The sum of the interior angles of any triangle is exactly 180 degrees. This is proven by drawing a line through one vertex parallel to the opposite side and using alternate interior angles. It is one of the most fundamental theorems in Euclidean geometry, enabling us to find unknown angles in triangles and serving as the basis for the polygon angle sum formula.
Have students measure the angles of several triangles and observe they sum to 180. Then show the formal proof using parallel lines. Practice finding the third angle given two. Extend to problems with algebra (angles expressed as variable expressions). Connect to the idea that this theorem fails in non-Euclidean geometry.

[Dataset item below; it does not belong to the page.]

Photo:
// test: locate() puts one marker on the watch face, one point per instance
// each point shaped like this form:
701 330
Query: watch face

The triangle angle sum theorem states that the three interior angles of any triangle — no matter what shape — always add up to exactly 180°. You may have verified this by tearing off the corners of a paper triangle and arranging them in a line, or by measuring many triangles with a protractor. But measuring confirms; it does not prove. The proof is what makes this a theorem rather than a lucky observation.

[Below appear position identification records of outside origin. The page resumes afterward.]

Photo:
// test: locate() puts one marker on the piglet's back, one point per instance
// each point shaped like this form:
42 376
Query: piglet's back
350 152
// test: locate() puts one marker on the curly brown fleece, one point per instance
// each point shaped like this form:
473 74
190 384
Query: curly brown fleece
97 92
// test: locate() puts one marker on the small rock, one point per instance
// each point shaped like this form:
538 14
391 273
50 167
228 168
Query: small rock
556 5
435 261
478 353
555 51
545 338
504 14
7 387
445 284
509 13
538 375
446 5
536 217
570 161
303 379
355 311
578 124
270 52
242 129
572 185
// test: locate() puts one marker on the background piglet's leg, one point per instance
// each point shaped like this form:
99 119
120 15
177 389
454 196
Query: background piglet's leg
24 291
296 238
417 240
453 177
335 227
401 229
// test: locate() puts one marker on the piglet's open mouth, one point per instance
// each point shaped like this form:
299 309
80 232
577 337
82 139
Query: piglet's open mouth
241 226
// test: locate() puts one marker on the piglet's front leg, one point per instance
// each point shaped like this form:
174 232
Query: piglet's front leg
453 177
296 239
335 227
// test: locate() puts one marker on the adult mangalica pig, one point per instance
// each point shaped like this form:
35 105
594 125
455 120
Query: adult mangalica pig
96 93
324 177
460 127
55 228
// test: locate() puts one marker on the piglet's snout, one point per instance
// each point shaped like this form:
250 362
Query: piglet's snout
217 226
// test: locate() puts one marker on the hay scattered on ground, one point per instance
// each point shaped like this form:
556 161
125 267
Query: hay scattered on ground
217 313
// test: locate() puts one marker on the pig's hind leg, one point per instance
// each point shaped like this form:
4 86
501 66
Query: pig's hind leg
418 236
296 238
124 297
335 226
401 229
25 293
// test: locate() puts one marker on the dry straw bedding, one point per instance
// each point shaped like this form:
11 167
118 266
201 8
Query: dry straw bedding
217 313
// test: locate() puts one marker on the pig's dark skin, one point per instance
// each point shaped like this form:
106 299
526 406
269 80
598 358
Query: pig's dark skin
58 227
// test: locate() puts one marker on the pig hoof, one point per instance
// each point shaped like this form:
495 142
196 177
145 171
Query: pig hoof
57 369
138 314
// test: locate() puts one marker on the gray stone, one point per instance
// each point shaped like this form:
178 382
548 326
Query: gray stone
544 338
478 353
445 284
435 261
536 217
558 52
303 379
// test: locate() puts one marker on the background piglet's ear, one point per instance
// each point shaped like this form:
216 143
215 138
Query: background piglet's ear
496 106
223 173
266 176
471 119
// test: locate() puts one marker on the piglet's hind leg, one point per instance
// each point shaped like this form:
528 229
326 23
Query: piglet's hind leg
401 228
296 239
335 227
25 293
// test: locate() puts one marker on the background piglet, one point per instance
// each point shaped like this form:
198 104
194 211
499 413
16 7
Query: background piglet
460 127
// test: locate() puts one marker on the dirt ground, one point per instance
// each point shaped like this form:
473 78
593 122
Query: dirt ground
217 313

The standard proof uses the parallel lines work you have already done. Take any triangle ABC. Draw a line through vertex A that is parallel to side BC. Now you have two parallel lines (the new line and BC) cut by transversal AB. By the alternate interior angles theorem, the angle at A between the parallel line and AB equals angle B. Similarly, cut by transversal AC, the other angle at A on the parallel line equals angle C. The three angles at vertex A — angle B (the copy), angle A itself, and angle C (the copy) — sit side by side on a straight line. A straight line measures 180°. Therefore angle A + angle B + angle C = 180°.

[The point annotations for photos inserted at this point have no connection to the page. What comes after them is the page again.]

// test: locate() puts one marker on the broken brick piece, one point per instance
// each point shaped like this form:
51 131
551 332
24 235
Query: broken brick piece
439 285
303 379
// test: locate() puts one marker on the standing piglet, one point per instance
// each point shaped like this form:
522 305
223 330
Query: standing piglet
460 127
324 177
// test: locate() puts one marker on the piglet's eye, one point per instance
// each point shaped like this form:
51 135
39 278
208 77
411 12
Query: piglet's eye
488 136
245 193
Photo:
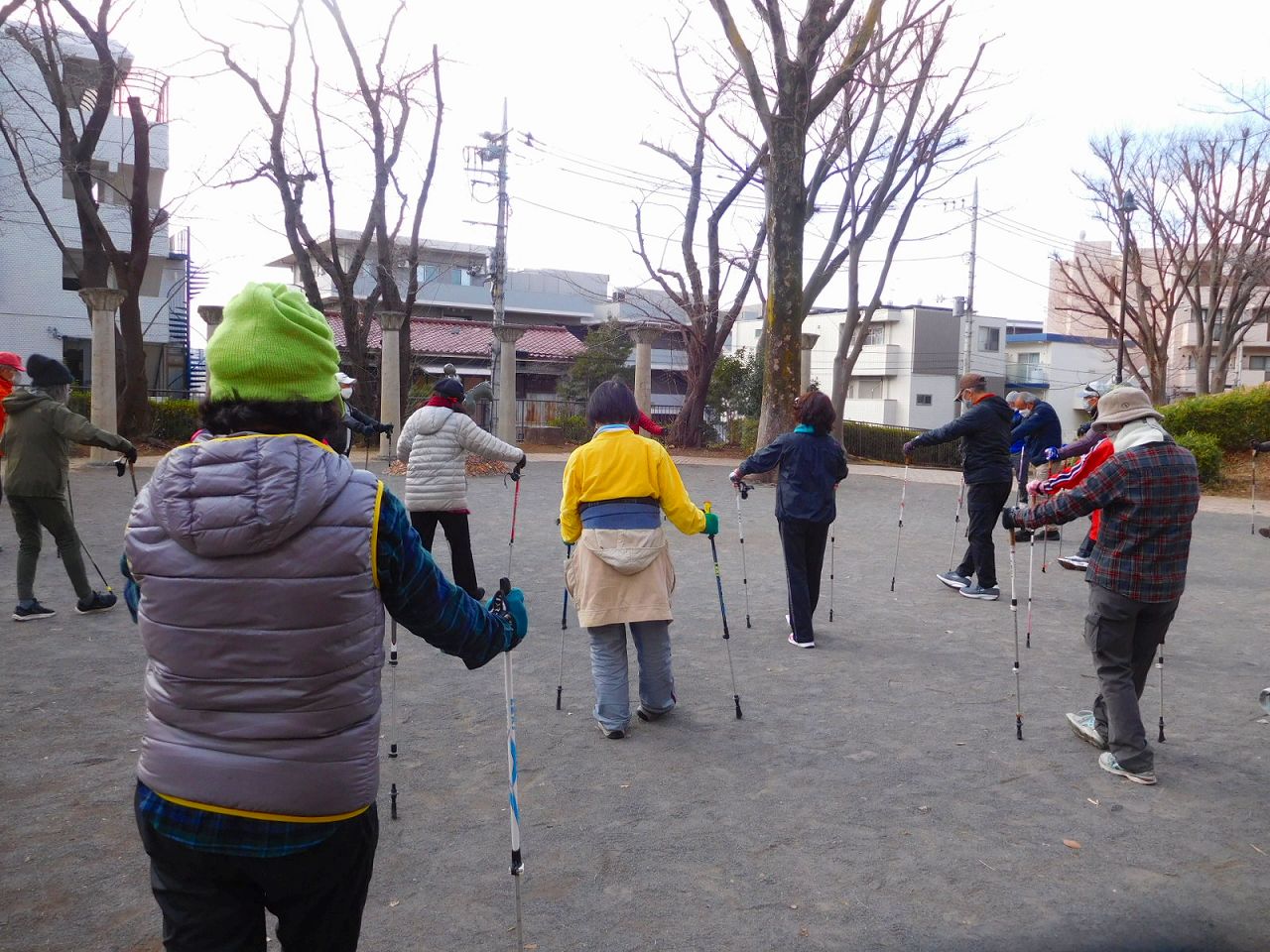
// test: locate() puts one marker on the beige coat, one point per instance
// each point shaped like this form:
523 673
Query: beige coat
620 575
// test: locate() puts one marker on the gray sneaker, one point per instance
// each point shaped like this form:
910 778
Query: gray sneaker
976 590
1084 728
1110 765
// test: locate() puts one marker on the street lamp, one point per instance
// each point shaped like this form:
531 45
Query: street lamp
1128 206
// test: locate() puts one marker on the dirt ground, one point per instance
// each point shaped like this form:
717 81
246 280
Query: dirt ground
874 796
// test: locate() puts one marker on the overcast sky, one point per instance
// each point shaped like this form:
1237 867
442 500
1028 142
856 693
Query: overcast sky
571 72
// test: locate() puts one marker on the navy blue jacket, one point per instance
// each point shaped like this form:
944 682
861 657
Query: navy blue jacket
812 465
984 431
1039 431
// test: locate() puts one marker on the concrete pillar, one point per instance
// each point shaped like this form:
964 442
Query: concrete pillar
645 336
806 371
507 338
103 302
390 377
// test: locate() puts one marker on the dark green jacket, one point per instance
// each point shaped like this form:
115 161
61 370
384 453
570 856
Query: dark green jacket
37 442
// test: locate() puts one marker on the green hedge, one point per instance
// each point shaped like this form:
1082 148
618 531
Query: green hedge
1233 419
1207 454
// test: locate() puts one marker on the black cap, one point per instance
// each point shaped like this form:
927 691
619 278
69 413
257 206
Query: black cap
48 372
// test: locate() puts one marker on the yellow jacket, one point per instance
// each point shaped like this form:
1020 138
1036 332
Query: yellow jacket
619 465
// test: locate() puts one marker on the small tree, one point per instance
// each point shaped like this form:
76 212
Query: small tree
606 354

The practical application is immediate: if you know two angles of a triangle, you can always find the third by subtracting from 180°. Algebraic problems extend this — when angles are expressed as expressions like (2x + 10)°, you set up the equation (2x + 10) + 55 + 70 = 180 and solve. The same logic applies, just with extra algebra.
A common mistake is applying this theorem to other polygons directly. It holds for triangles only. For a quadrilateral, pentagon, or n-gon, you need the polygon angle sum formula, which is derived by dividing the polygon into triangles and applying the triangle theorem to each one. A quadrilateral splits into 2 triangles (sum = 360°), a pentagon into 3 (sum = 540°), and so on. The triangle theorem is the engine; the polygon formula is derived from it.
One deeper point: this theorem feels obvious, but it is actually non-trivial. It fails in non-Euclidean geometries. On the surface of a sphere, a triangle formed by two longitude lines and the equator can have three 90° angles — a sum of 270°. This is not a contradiction; it reflects the fact that curved surfaces obey different geometric rules. The theorem's dependence on the parallel postulate is what makes Euclidean geometry special — and what makes alternative geometries possible.